Paulo Vizentini - As armas químicas mataram poucos soldados na I Guerra Mundial, pois o gás mostarda queima e cega, ao contrário de outros elementos mais modernos que sufocam também. Argumenta-se que elas nãos fariam discriminação entre militares e civis. E foram muito pouco eficazes, porque dependem de condições geográficas e meteorológicas muito específicas para ter algum efeito. Mas creio que a razão é que, para quem tem um arsenal sofisticado, elas pouco valor possuem. Seria mais a "arma de destruição massiva" dos países com menos recursos. Os grandes bombardeios estratégicos, napalm e armas nucleares também não discriminam suas vítimas (e são muito mais eficazes, mas não proibidas), mas só as grandes potências possuem. Daí países como Síria, Iraque e Líbia terem mantido estoques.
PC - A CIA garantia que o Iraque tinha armas de destruição em massa. No que a situação atual difere daquela alegada para atacar o Iraque? A administração Obama não tem sido transparente em relação às provas de que Assad vem usando sarin. Investigadores da ONU já relataram indicativos de uso do gás por rebeldes. A avaliação do Congresso americano é suficiente para dar ares de transparência a uma intervenção?
P.V. - A CIA, como no caso do Iraque, é parte interessada e sem verificação da ONU, não tem credibilidade alguma. Inclusive, boa parte do arsenal do exército caiu nas mãos dos rebeldes e o registro de uma munição pouco comprova. Neste caso, o analista inteligente deve questionar "a quem interessa", considerando o momento em que o fato ocorre. Embora oficiais subalternos podem cometer atos disfuncionais, é pouco provável que o regime autoritário de Assad (muito mais cauteloso que os rompantes de Saddam Hussein) usasse armas químicas num momento em que negociadores internacionais se encontravam no país, e justamente num bairro da capital! Uma pequena mudança atmosférica poderia levar o gás ao bairro vizinho, apoiador do regime. Talvez num bastião isolado, essencialmente rebelde, num recanto distante do país, onde o custo militar de uma ataque militar fosse alto, pudesse ocorrer.
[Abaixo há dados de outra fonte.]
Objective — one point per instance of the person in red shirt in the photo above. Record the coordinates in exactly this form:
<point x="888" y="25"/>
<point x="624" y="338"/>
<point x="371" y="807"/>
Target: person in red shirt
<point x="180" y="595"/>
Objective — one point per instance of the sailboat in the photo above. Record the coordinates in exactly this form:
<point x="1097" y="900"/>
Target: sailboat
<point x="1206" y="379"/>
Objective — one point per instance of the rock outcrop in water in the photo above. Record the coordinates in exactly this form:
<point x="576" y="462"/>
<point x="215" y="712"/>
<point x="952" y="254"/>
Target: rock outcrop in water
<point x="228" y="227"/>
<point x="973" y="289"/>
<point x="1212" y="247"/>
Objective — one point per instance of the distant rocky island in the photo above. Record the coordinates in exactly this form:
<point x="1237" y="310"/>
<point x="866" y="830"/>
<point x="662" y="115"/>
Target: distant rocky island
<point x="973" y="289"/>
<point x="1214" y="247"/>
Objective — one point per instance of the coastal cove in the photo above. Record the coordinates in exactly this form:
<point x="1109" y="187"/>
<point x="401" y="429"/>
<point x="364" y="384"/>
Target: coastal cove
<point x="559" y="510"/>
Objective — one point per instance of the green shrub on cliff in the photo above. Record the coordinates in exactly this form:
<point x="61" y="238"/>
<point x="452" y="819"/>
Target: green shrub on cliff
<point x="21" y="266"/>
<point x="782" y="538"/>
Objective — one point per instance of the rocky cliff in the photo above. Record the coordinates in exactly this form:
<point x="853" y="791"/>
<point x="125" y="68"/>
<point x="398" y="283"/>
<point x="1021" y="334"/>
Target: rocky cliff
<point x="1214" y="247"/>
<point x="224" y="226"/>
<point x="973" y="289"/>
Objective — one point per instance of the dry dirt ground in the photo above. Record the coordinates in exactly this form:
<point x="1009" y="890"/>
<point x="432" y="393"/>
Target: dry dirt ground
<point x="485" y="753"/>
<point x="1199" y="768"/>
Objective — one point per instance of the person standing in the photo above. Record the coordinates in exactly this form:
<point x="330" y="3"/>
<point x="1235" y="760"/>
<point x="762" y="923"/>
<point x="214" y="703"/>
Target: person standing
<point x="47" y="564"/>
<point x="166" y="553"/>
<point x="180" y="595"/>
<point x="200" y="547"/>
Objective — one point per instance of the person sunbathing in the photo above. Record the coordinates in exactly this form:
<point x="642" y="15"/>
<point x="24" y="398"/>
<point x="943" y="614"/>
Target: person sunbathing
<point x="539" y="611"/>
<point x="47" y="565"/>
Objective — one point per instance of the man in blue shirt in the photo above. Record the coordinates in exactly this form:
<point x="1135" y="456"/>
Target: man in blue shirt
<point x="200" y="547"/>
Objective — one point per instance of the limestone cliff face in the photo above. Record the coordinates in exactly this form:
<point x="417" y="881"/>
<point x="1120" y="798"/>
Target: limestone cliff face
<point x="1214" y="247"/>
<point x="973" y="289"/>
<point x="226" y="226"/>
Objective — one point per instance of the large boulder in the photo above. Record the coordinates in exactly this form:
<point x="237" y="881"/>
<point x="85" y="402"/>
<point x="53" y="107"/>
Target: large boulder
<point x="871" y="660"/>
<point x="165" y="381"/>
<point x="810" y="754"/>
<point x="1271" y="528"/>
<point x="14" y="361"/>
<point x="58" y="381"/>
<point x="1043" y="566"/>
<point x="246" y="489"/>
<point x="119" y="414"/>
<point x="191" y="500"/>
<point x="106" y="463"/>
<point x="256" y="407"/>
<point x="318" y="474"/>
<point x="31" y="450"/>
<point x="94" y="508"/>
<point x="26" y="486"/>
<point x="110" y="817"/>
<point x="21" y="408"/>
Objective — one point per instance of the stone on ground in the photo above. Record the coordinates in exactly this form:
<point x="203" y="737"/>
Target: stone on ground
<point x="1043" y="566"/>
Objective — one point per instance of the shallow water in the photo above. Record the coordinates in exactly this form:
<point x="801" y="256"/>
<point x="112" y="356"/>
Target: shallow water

Mas na capital, não faz sentido e já há indicativo dos inspetores que os rebeldes já usaram tais armas. É claro que o regime usaria tudo ao seu alcance, se pudesse, mas sabe que sua situação internacional está por um fio.
P.C. - Por que os EUA teriam interesse em atacar a Síria? E por que, para a Rússia e o Irã, é interessante que o poder na Síria siga com Assad / alauitas?
P.V. - Curiosamente, há uma campanha para um ataque, mas não um desejo de envolvimento nem de invasão. A Rússia, depois do que houve na Líbia, não cederá e ajudou o regime a se manter. E o faz, sobretudo, porque o colapso da Síria poderia preparar o caminho para uma guerra contra o Irã, seu aliado mais importante e que mais ajuda a Síria. Assim, apenas a França parece disposta e se envolver. Para os EUA, Inglaterra e Israel, a continuação da guerra representa um desgaste cada vez maior para o Irã (como já ocorreu na Guerra Irã-Iraque), além das alternativas de poder em Damasco conterem ainda mais riscos com a queda de Assad (islamismo radical, por exemplo). Assad conseguiu passar à ofensiva e os rebeldes se encontram em dificuldades. Daí que alguns grupos dentro dos países Ocidentais almejam um reequilíbrio, com um bombardeio destruindo parte do arsenal governamental sírio. Mas, como disseram inúmeros parlamentares americanos e britânicos, "por que nos envolveríamos num conflito identitário, sem que haja uma ameaça à nossa segurança nem uma proposta de solução estabilizadora"?